これを口に運ぶと、まず強烈な磯の香りが鼻を抜け、その後にウニのようにクリーミーで濃厚なコクが広がります。ウニよりも少し水分が少なく、カニ味噌のような渋みとほろ苦さがあるため、お酒(特に日本酒や焼酎)との相性が抜群の、非常に「ツウ好み」の味わいです。

食べすぎ注意?ヒトデに含まれるサポニン成分とアク抜き

ヒトデの皮膚や臓器には、微量の「サポニン」と呼ばれる有毒な泡立ち成分が含まれているため、アク抜きと茹でるプロセスが極めて重要です。

サポニンは独特のエグみや苦みの原因でもあります。天草の伝統的な調理法では、しっかりと熱湯で茹でることでこれらの余分な成分を凝縮・無害化し、美味しい旨味の部分だけを安全に取り出せるよう工夫されています。ただし、非常に濃厚な食材であるため、一度に大量に食べすぎるのは避け、少しずつ珍味として嗜むのが大人のルールです。

【実践レシピ】天草地方に伝わる伝統的なヒトデの茹で方と食べ方

天草で実際に行われている、ヒトデを最も美味しく安全に食べるための手順を紹介します。

海水と同じ濃度の塩水でじっくり茹で上げる基本手順

まずは、生きている新鮮なキヒトデを用意し、真水で表面の汚れや砂を綺麗に洗い流します。

鍋に「海水と同じ濃度(約3%)」の塩水を用意し、沸騰させます。沸騰したお湯の中にヒトデを投入し、中火で約15分〜20分間、じっくりと茹で上げます。茹でている最中にヒトデの成分で白い泡がたくさん出てきますが、これはサポニンなどのアクですので、こまめにすくい取ることが美味しく仕上げるコツです。

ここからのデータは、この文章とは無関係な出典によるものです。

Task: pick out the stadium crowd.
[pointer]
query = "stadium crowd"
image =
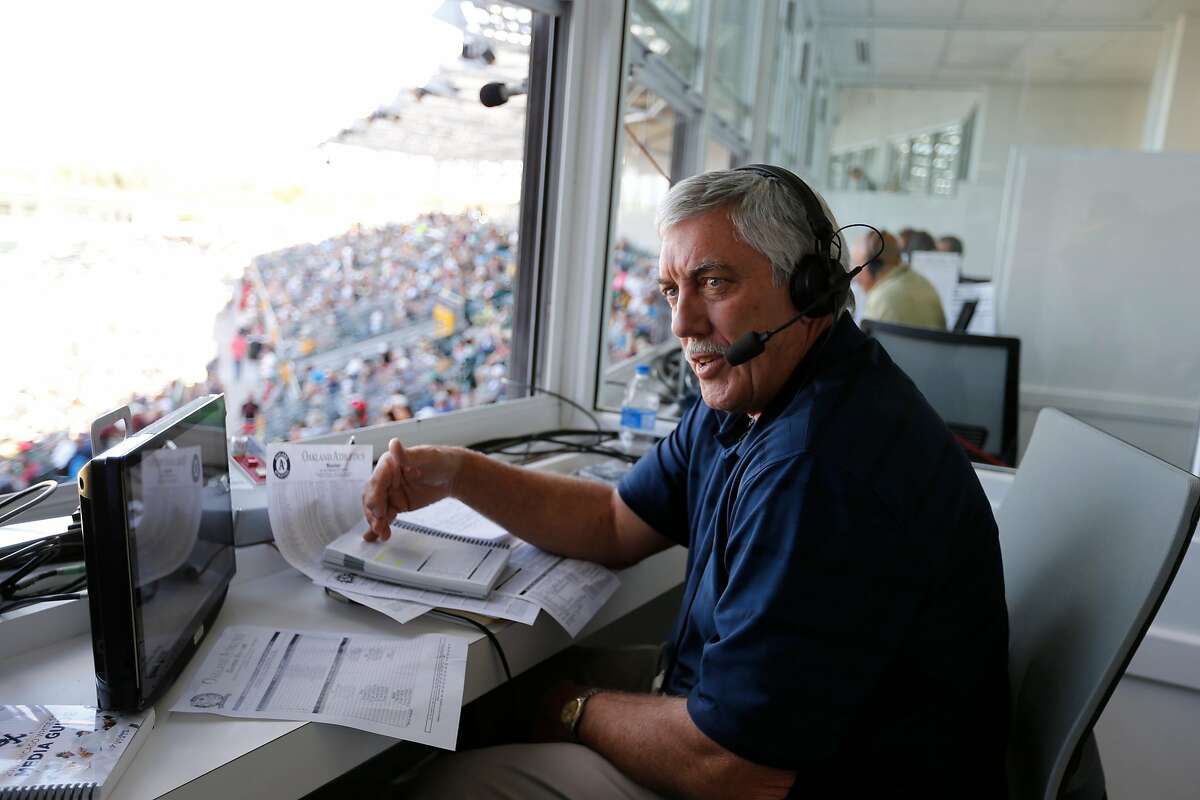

茹で上がった裏側を割り、中の黄色い「卵(生殖巣)」をすくって食べる

茹で上がったらザルに上げ、触れるくらいの温度まで少し冷まします。

ヒトデの「裏側(中央の口がある面)」を上にして持ち、腕の溝に沿ってキッチンバサミで切り込みを入れるか、親指でパカッと左右に裂くようにして割ります。割ると、腕の内部の溝に沿って2列に並んだ黄金色の生殖巣が露出します。これをスプーンや爪楊枝で優しくすくい取り、温かいうちに口に運んでその濃厚な旨味を堪能します。

【Q&A】ヒトデの食用文化に関するよくある質問

ヒトデを食べる文化に関する疑問にお答えします。

日本以外の国でヒトデを食べる文化がある地域はある?

はい、アジア圏では「中国(山東省や福建省など)」の沿岸部において、ヒトデを屋台で揚げたり茹でたりして食べる文化が存在します。中国の屋台では、串刺しにしたヒトデを丸ごと油で揚げてスパイスを振った「ヒトデの唐揚げ」が観光客向けのユニークなB級グルメとして売られており、香ばしい衣と中の濃厚な卵の対比が人気を集めています。

そこら辺の海岸で捕まえたヒトデを自分で料理して食べても大丈夫?

いいえ、素人が海岸で捕まえたヒトデを自己判断で調理して食べるのは絶対に避けてください。食用になるのは特定の「キヒトデ」という種類だけであり、他のヒトデ(例えば猛毒のオニヒトデなど)を誤って調理すると、激しい食中毒を引き起こす危険性があります。また、キヒトデであっても適切なアク抜きの手順を知らないと、エグみが強くて美味しくないだけでなく、胃腸に負担をかける恐れがあります。

ヒトデの卵と本物のウニの栄養価にはどんな違いがある?

ヒトデの卵は、ウニと同様にアミノ酸やビタミン、亜鉛などのミネラルが豊富に含まれていると考えられています。しかし、ウニに比べて脂質がやや控えめで、タンパク質がしっかりしているため、意外にもヘルシーな構成をしています。ただし、サポニンが含まれている点や、食用として市場にほとんど流通しないため、栄養成分表などのデータはウニほど確立されていません。

まとめ:驚きの伝統文化!天草のヒトデ食を通して海の恵みを実感しよう

ヒトデを食べるという文化は、一見すると奇妙に思えますが、天草の厳しい自然環境と人々の「海の恵みを余すことなく美味しくいただく」という知恵が生んだ、大変素晴らしい伝統食です。

食べる前にしっかりと知っておくべき、ヒトデに含まれるサポニン成分の毒性や安全性に関する詳細は 食べる前に知っておくべき!ヒトデに含まれる有毒サポニン成分 にて詳しく解説されています。また、ヒトデの身体全体の生態や構造、または他の驚きの雑学を網羅したい方は 食用文化から生態まで網羅したヒトデ完全ガイド も非常に役に立ちます。

天草を訪れる機会があれば、ぜひこの「海の星の濃厚な卵」を味わい、日本の食文化の奥深さを体感してみてください。